Have you ever wondered who controls the tests your can take when you’ve been diagnosed with cancer? Doesn’t seem like a big deal if it’s something your doctors say you need right? I’m sure most of us have never thought about it. If you need a certain test you should be able to take it right? Maybe. Maybe not. Read below and learn more about FDA regulations regarding cancer patients (not just lung cancer patients). Join us Thursday, 1/15 at 7 pm central for an informational, educational chat. I promise you will learn something useful!

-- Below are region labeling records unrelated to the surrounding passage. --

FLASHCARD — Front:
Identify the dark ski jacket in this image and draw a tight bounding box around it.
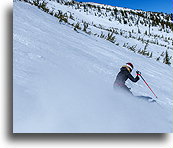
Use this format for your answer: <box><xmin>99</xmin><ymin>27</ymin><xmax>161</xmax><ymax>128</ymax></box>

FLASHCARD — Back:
<box><xmin>114</xmin><ymin>67</ymin><xmax>139</xmax><ymax>87</ymax></box>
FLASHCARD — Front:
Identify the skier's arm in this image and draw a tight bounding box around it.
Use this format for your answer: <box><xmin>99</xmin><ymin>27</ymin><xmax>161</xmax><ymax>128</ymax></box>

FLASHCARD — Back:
<box><xmin>128</xmin><ymin>73</ymin><xmax>139</xmax><ymax>82</ymax></box>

The US Food and Drug Administration (FDA) announced its intention to regulate laboratory developed tests. Under the FDA’s proposed Framework for Regulatory Oversight of Laboratory Developed Tests (LDTs) — which treats LDTs as medical devices and healthcare providers as manufacturers — laboratories would have to submit applications for expensive premarket review for thousands of LDTs if they wish to continue offering them to patients. This could limit access to life-saving genomic testing for patients who have cancer and other conditions treatable with targeted drugs.
This Thursday, January 15, 2015, at 8 PM Eastern, the subject for #LCSM Chat will be “Should the FDA regulate which cancer tests you can have?” We invite patients, caregivers, doctors, researchers, professional societies, advocates, and regulators in all cancer communities to participate in this discussion. Your moderator will be Janet Freeman-Daily.
Our discussion topics:
- T1: What info about an LDT would give you confidence…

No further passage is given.